The Bug, Ellen Ullman, Doubleday, 2003, is by far the best fiction work about programmers and programming that I have read. It's almost like a detective story in places, and the technical denouement is totally believable and satisfying to a programmer. The story is quite good too.

Show-Stopper! The Breakneck Race to Create Windows NT and the Next Generation at Microsoft, Pascal Zachary, Free Press, 1994. Vivid description of life in a large software project. It's now a decade later, and things are not getting simpler.

Pride Before the Fall: The Trials of Bill Gates and the End of the Microsoft Era, John Heilemann, HarperCollins, 2001. Compelling description of the Microsoft vs. Dept of Justice case up to 2000.

Web Security & Commerce, Simson Garfinkel & Gene Spafford, O'Reilly, 1997. The level is a bit erratic, but much of it should be accessible to non-experts.

Secrets and Lies: Digital Security in a Networked World, Bruce Schneier, Wiley, 2000. A long litany of scary stories about security and privacy threats and breaches, quite accessible to the non-specialist. In the end, there's too much complaining and not enough explanation and assessment. But well worth reading. So is his newer Beyond Fear, which is more about sensible responses to things like terrorism.

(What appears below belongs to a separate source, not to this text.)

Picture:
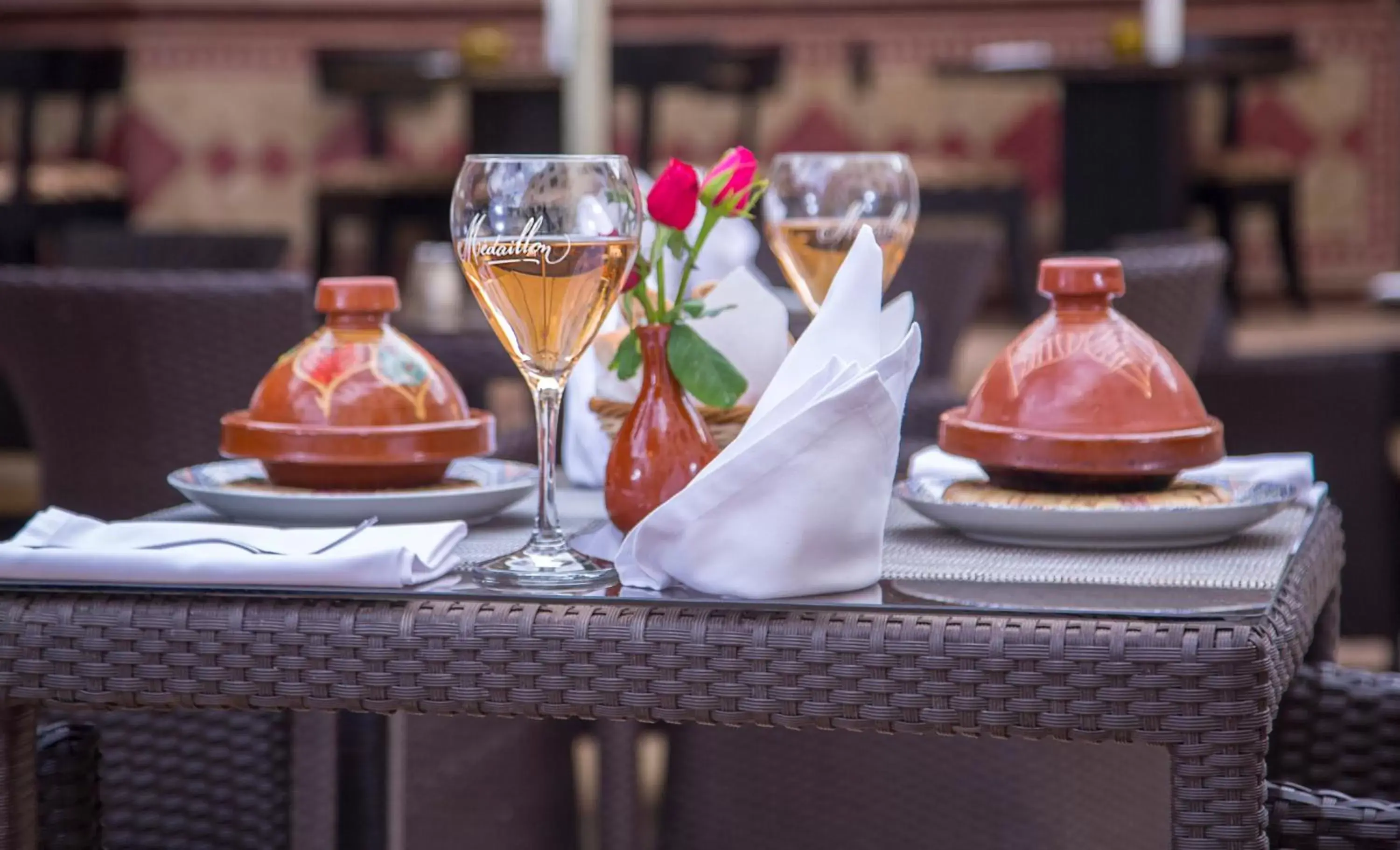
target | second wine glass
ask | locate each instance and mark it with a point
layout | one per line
(817, 205)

Security Engineering: A Guide to Building Dependable Distributed Systems, Ross J. Anderson, Wiley, 2002. I prefer this to Schneier. Occasionally more technical, but most parts will be accessible to anyone. The bottom line? Security is exceptionally hard, and many of the problems are people problems (which is also Schneier's conclusion).

Peter Norton's Inside the PC, 8th Edition, Peter Norton and John Goodman, Sams, 1999. An enormous amount of detail, more than you will ever want to know, and sometimes unnecessarily arcane, but plenty of useful information and easy to read.